MANILA, Philippines — It’s now a must for operators of heavy vehicles carrying cement to put up signs warning other motorists to keep a safe distance, a new regulation arising from the accident that killed a pedestrian and injured eight others last week.
Metropolitan Manila Development Authority Chair Francis Tolentino on Friday signed a memorandum requiring signs that say “Loaded With Cement—Keep Distance” on the sides and rear portion of all cement trucks or cement mixers.
The order takes effect after two weeks and noncompliance carries a fine of P500.

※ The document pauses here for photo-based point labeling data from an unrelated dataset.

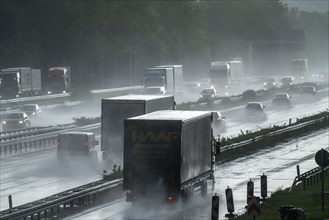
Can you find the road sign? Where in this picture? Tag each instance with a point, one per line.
(254, 206)
(322, 158)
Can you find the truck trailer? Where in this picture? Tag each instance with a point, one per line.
(299, 69)
(116, 109)
(19, 82)
(161, 77)
(224, 75)
(168, 155)
(76, 145)
(177, 77)
(59, 80)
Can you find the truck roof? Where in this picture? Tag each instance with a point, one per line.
(174, 65)
(77, 133)
(136, 98)
(15, 68)
(172, 115)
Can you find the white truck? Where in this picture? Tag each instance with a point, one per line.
(168, 78)
(76, 145)
(19, 81)
(224, 75)
(115, 110)
(59, 80)
(299, 69)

The rule stemmed from the tragedy in Quezon City that killed Marie Cherrie Inzon, a student of Siena College, and injured three other pedestrians and five jeepney passengers on April 23, when a cement mixer lost its brakes and forced its driver to swerve toward an excavation site to make it stop. The victims were pinned down when the mixer fell on its side.
According to the MMDA, at least one major road accident involving cement mixers takes place in the metropolis each week.
In the first quarter of the year, the agency recorded 1,512 accidents involving heavy vehicles, which injured 268 people and killed 12, seven of whom were pedestrians.
“Cement truck drivers are usually in a hurry to reach the construction sites when they are carrying wet cement, and this raises the risks they pose on other road users,” Tolentino noted in a statement.
Shortly after the April 23 accident, the MMDA proposed the reclassification of cement mixers from ordinary trucks to “dangerous vehicles,’’ the latter required to have specially trained drivers and safety features like highly visible signs and lighting, among others.
Motorists tailing such vehicles should keep a distance of at least 50 feet, Tolentino said.